As Hoftede would tell you, certain countries have huge power distance. For example, in all the orange shaded countries you don't argue with the boss , the boss is always right and you show deference.
It was that in the US you could speak up to the boss but that has changed since the economy has slowed. No one wants to speak up lest it upset the company powers and you are axed the next time there is a personnel cut.
Ron Ashkenas recounts the incident of top officers of a company that remain silent when the CEO just glosses over slides of a strategy plan assumes that the managers had already seen those slides. No one speaks up and just goes on listening to the rest of the presentation. The whole meeting obviously now declines drastically in whatever value it was supposed to bring to the organization. And Ashkenas makes the point that if this happens on such a trivial matter like not having actually seen the slides what must be happening in bigger things. On being unaware of the slides-perhaps each manager thought maybe the others had seen it and they did not want to appear foolish, or if the boss assumed that they knew maybe they missed something in the 80-100 emails a day and the best course was to follow the silence is golden while speech is silvery routine.
The biggest casualty for this kind of communication block is in innovation. People are just not able to develop the courage to voice the ideas for fear of being pulled down by colleagues and worse being shot down by the boss. And you can be sure that organizations that have this problem at the top - the situation is probably no better at the lower reaches of the organization chart.

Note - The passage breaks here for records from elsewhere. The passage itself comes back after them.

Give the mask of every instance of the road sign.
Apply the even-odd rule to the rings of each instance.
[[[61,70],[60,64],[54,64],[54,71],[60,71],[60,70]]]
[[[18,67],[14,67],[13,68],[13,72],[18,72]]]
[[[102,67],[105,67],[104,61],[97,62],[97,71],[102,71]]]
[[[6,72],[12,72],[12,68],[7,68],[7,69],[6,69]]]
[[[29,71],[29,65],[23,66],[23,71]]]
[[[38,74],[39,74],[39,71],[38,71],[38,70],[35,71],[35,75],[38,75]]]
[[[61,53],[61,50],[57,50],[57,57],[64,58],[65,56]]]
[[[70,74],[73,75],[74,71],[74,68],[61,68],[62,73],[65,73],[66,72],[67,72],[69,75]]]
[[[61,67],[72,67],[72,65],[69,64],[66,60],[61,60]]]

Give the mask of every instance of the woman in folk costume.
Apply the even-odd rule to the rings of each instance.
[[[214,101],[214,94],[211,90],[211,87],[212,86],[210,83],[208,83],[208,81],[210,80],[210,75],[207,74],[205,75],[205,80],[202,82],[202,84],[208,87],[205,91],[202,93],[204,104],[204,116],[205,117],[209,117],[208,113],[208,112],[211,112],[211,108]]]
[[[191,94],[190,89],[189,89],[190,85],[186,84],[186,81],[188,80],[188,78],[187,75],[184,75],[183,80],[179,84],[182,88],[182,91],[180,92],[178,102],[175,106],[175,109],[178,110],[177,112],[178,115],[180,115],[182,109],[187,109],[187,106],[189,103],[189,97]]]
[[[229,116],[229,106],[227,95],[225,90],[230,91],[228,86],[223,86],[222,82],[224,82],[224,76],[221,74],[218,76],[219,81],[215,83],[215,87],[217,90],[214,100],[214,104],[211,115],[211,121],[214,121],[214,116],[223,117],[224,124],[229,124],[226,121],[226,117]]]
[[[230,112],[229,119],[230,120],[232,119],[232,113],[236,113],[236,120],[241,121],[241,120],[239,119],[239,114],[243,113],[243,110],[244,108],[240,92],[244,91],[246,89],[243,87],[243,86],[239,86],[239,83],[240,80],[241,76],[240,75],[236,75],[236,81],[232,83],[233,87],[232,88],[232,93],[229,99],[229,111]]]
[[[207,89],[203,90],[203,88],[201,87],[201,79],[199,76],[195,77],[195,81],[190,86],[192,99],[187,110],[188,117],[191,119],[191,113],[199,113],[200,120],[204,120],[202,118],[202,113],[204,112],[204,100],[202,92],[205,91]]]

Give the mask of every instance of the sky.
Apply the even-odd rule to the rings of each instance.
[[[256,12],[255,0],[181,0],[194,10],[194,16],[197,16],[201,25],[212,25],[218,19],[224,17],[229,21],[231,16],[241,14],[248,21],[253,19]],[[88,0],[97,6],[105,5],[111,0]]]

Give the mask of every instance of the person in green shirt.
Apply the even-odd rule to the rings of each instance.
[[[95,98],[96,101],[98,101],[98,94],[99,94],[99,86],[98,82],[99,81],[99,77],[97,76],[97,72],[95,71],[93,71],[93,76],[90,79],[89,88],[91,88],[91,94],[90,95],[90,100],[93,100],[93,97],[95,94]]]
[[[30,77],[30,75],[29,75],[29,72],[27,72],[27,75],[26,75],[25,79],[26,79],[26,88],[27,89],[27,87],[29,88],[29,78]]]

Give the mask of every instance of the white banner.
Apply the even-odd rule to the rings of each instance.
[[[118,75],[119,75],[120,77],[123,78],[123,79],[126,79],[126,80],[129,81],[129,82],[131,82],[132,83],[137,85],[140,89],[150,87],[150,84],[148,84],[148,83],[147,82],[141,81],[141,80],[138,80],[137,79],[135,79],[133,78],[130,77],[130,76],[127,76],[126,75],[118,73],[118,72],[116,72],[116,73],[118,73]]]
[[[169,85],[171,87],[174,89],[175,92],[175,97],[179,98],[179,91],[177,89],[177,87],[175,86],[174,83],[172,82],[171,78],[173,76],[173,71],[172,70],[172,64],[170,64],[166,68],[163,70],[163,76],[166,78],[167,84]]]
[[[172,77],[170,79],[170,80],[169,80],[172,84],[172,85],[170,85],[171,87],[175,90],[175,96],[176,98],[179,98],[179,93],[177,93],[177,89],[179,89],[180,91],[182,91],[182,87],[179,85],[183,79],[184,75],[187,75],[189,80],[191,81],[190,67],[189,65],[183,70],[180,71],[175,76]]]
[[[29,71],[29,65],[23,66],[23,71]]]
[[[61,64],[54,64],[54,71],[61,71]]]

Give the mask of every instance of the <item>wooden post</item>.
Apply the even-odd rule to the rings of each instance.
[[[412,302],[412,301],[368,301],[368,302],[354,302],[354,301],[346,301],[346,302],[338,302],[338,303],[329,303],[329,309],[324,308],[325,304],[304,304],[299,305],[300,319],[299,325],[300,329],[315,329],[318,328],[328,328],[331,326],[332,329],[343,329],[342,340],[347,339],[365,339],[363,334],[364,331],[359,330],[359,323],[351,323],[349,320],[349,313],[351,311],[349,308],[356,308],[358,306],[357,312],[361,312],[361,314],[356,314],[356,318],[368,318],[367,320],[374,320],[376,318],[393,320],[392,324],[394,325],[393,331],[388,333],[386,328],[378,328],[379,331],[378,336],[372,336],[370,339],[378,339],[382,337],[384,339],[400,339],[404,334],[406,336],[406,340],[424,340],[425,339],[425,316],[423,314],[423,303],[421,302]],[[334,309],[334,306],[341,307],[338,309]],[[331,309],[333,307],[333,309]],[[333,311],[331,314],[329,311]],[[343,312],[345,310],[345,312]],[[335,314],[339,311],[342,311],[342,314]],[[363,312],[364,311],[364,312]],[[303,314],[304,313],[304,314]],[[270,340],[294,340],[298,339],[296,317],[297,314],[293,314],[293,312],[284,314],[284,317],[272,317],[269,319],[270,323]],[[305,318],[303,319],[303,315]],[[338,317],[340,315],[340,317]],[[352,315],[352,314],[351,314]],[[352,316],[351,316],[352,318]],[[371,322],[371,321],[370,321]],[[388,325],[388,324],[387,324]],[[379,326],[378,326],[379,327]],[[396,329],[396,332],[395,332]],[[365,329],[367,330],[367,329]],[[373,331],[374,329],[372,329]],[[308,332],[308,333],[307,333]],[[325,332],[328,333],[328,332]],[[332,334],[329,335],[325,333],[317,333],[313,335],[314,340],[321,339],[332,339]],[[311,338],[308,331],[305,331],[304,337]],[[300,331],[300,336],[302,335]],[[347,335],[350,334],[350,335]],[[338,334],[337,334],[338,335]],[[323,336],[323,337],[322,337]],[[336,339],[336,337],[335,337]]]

On the flip side, people are just not willing to argue the downside of ideas that bosses put forward.
And going by Hofstede's power distance theory and the enormous innovation that individual American employees are capable of , because they are highly individualistic, deference defeats innovation in US organizations.
So try to become much more accessible as a leader to your people and avoid both verbal and non-verbal cues that encourages others to "shut-up, " both in offering new ideas and critiquing your ideas and thereby making them great. By doing so you will foster innovation.